There is quite a story behind the photo, as one might imagine. ...but I'll stick to the topic about the UK decision -- continued below
Now, I would challenge any Kangal Dog fancier to say, yes, this breeder did it right. She is right on the mark. This is a Kangal! It is correct for such data on "Fawn Black Masked" dogs to be used without question in order to validate splitting the registry into a 'purer' and a 'less pure' set of breeds. The data on the pictured litter was used by the 'splitters' to provide support about the "great numbers' of qualifying "kangal/karabash" dogs that have been registered with the KC.
Also submitted (among many other amusing things) to the KC in the argument to create a 'kangal' register -- In the wording of the documents submitted by the kangal/karabash enthusiasts, "...allow all UK registered Anatolians to be traced to their imported ancestors and allocated to one or other register by pedigree on a percentage basis in some cases (e.g. 90% Karabash/Kangal)."
...so exactly when does a dog under this rating system become 100% pure and gets moved into the Kangal register? What happens if another rough coat is thrown in the register? (See picture)
Both parents have to carry the recessive. So do you move the "kangal" parents back to the ASD register? Thus, it was concluded that there can only be one registry for these dogs in UK. A dog cannot be registered as 90% of one breed at the same KC part of the time, and then 100% of another breed at a different time. Further, if no reversal is permitted for dogs that 'accidently' are labeled purer than they turned out to be, then that means that the accidently labelled dogs need to be removed from the genepool of the breed that doesn't permit reversal and cannot be re-entered into the original genepool.

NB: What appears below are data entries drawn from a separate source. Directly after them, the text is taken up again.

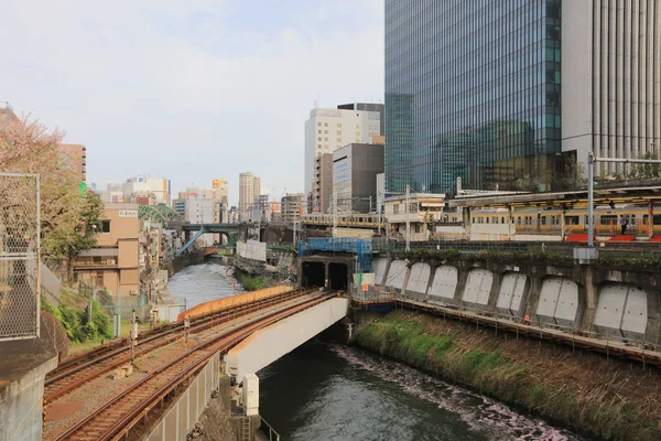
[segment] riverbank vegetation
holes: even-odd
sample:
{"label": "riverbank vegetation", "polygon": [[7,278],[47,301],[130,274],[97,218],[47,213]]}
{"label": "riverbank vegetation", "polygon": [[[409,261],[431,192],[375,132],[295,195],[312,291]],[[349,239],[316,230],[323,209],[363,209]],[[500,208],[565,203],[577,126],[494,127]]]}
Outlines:
{"label": "riverbank vegetation", "polygon": [[41,304],[62,322],[72,344],[98,343],[112,337],[112,320],[98,300],[91,303],[91,318],[88,299],[73,292],[63,292],[58,305],[44,300]]}
{"label": "riverbank vegetation", "polygon": [[407,311],[361,329],[358,344],[590,435],[661,439],[659,370]]}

Think it doesn't happen? This has happened to several ASDs that were let into the Australian Kangal Dog registry. Having shown their lack of purity, the Kangal club doesn't permit them to move back to the ASD genepool. Everyone loses. The KC voted against duplicating that same mistake.
On just the falsified information alone, KC is right to question the concept of creating a independent register and breed standard.
Hopefully this helps to show that the situation in UK is not what some may have been lead to believe.